10:00 - 19:00, including public holidays. Free admission.
Following the production and presentation, since 2007, at the Museum of Neo-Realism (Vila Franca de Xira) of several contemporary art cycles, our collection has received works by relevant Portuguese artists in this area, which has made it possible to establish dialogues with social and political issues of our time. This is the scope that crosses and unites many of the creative contributions exhibited, through a critical reinvention of reality, as an answer to the curatorial motto of the Macao International Art Biennale: “Hello, what are you doing here?” And what brought us here was, in fact, the combination of our city’s identity with this path of freedom and experimentalism of the creative arts.

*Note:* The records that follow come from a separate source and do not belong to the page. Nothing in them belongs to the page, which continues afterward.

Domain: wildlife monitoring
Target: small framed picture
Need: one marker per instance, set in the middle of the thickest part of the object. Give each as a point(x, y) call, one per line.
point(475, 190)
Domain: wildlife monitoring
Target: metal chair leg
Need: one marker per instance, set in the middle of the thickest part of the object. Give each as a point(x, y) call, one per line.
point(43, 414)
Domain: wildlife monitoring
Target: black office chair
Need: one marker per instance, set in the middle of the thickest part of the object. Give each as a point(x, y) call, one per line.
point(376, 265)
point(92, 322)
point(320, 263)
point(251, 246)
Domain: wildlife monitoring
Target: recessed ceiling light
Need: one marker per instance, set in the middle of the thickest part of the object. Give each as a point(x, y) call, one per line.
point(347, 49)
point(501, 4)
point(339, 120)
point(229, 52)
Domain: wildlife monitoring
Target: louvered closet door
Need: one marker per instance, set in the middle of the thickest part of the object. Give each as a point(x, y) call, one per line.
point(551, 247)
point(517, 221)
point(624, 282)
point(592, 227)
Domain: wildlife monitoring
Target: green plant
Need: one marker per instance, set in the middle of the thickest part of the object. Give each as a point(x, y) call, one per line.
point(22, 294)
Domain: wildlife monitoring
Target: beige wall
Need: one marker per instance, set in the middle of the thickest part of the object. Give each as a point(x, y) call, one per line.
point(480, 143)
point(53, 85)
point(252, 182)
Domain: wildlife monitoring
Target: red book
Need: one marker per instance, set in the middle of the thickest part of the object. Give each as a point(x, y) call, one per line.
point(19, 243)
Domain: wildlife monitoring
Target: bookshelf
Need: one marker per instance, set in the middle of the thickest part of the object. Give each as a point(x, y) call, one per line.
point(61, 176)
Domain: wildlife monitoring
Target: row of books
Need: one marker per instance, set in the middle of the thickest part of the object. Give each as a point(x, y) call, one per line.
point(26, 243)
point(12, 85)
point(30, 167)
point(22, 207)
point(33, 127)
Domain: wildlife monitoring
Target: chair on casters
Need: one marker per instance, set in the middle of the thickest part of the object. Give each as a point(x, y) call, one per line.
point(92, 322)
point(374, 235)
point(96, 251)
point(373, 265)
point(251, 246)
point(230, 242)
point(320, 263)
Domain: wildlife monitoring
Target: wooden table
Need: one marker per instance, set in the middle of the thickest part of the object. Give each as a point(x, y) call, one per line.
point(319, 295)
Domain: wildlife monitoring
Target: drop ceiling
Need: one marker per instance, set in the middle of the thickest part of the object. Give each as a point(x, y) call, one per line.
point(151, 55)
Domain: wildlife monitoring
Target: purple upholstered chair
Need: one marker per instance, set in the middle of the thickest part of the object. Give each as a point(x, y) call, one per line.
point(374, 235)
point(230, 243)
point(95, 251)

Since the post-minimalism of the 1960s and 1970s, a significant part of the artistic experience has emphasized a need for critical questioning about the place of art in contemporary society, early combining a strong political statement with the desire and the need to relate with artists, work processes, communities, and the public. A culture of interdisciplinary counter-visuality then developed, which began to question the historical conditions of artistic production and legitimacy, in opposition to the formalist and self-referential reading of a certain triumphant modernism, which defended the autonomy and disciplinary exploration of the work of art.
The new logic of intervention of this “progressive postminimalism,” as Hal Foster called it, was based on the possibilities, even if specific and of local expression, of understanding or partially transforming social reality through artistic action. The “expanded field” of sculpture, the ephemerality and “dematerialization” of the work of art provoked a strong, albeit temporary, destabilization of the art institution. Thus, a “return “of” and “to” the real” occurred, which resulted in its critical “reinvention,” questioning the institutional place and the concept of art, demanding from the public a greater awareness of their responsibility in building and valuing the semantic field of art and, through this, of life itself.
Thus, a closer connection between art and the social and political sense has resulted in one of the most defining creative universes to date. A political attitude (still inspired, at times, by reminiscences of the utopian) or a (dystopian) reflection on its limits runs through, in its multiple forms and (inter) disciplinary devices, the path and work of the artists in this exhibition. Questioning above all the discursive regimes that operate in our image-saturated world, art today demands a kind of visual literacy that allows us to understand and feel a more complex and disseminating creative action, which underlines in its work apparatus the dependence and contamination verified between the creative process, the image and verbal language, thus operating a critical analysis around the fragmentation and deceptive virtualization of contemporary reality.